Colonel Lester Bascom Wikoff (1893-1978) served as the fifth Superintendent of Wentworth Military Academy in Lexington, Missouri, from 1960 to 1971.

Lester B. Wikoff was born in West Union, Ohio, on December 9, 1893. From 1911 to 1915, he attended the University of Missouri, where he lettered in football for the Tigers, and earned a Bachelor of Arts and a Bachelor of Science in education. He arrived at Wentworth fresh out of college, teaching Latin and English and coaching football, basketball and baseball. Over the next 56 years, he would occupy almost every position and play a key role in catapulting the Academy to national prominence. He became Athletic Director in 1917, and added the duties of Director of Enrollment and Quartermaster in 1928. He served as Business Manager, Secretary and Treasurer from 1935 to 1960, running the school in partnership with Superintendent James M. Sellers. Sellers and Wikoff were co-owners of Wentworth from 1935 to 1951, when Wikoff oversaw the school's re-organization as a non-profit institution. From 1960 to 1971, he served as Superintendent, a period during which the school had unparalleled enrollment, averaging over 600 students a year. It was under his guidance that the Scholastic Building, Chapel, Sandford Sellers Hall, and the Field House were constructed.

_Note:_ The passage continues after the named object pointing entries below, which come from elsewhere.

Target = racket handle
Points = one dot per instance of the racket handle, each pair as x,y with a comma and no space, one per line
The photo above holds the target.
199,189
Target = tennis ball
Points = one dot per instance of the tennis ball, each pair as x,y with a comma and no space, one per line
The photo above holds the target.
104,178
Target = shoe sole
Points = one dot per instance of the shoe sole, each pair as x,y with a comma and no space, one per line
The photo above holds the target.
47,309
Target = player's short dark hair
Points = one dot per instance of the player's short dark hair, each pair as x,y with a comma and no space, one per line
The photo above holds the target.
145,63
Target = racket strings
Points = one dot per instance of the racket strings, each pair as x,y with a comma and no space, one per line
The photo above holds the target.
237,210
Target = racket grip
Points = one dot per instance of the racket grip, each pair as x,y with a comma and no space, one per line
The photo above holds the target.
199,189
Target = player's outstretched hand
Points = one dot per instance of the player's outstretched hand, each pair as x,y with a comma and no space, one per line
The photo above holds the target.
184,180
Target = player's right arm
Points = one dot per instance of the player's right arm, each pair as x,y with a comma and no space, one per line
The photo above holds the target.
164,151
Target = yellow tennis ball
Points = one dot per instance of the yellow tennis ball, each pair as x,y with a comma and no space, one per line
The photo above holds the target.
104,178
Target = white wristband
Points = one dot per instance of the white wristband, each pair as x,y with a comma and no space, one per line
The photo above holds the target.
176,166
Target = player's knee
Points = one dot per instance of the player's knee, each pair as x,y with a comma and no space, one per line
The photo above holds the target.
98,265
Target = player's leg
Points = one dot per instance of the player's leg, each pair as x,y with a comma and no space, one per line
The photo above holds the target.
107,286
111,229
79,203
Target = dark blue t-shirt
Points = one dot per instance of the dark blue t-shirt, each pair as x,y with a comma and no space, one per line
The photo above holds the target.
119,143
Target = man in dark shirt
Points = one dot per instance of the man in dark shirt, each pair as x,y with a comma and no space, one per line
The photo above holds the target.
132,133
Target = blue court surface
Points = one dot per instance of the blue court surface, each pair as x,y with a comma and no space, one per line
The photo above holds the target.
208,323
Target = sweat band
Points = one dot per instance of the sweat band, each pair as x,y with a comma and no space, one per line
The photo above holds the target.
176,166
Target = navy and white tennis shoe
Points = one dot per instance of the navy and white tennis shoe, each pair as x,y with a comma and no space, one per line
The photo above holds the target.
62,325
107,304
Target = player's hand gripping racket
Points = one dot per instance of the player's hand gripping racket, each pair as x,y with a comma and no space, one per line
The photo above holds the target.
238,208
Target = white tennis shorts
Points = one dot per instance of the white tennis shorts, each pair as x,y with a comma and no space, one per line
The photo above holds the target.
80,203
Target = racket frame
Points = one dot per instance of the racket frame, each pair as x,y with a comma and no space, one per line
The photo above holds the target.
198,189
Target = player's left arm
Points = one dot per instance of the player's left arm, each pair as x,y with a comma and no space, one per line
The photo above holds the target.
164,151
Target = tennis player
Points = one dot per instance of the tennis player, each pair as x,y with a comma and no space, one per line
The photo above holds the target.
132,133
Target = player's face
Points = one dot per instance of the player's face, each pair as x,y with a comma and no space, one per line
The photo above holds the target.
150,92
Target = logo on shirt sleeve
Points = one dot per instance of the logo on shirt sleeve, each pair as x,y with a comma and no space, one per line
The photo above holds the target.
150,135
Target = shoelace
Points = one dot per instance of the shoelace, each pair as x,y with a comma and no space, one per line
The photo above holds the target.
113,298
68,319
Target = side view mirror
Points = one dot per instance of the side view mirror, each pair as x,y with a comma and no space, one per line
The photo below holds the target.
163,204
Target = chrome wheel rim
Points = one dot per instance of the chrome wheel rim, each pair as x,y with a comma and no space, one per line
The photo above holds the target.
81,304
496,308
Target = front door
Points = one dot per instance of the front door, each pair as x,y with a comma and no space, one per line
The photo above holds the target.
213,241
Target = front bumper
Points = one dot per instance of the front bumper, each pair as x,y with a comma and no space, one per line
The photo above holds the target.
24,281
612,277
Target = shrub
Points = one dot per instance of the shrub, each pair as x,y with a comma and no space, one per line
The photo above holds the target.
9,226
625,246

Beyond Wentworth, Wikoff served as president of the Lexington Chamber of Commerce, as district governor of Rotary International, and as an elder in the Presbyterian Church. He was a district chairman of the Boy Scouts of America, receiving the Silver Beaver Award and being named Chieftain of the Mic-O-Say Tribe. He was In 1949-50, he served as president of the Missouri Chamber of Commerce, in 1960-61, he served as Vice President of the National Pony Express Centennial Association, and in 1963-64, as president of the Independent Schools Association of the Central States. He also organized one of the first Civil War re-enactments in the United States, when the Wentworth Cadet Corps re-fought the Battle of the Hemp Bales before a huge crowd in Lexington in 1955.

Wikoff died on January 4, 1978, in Lexington.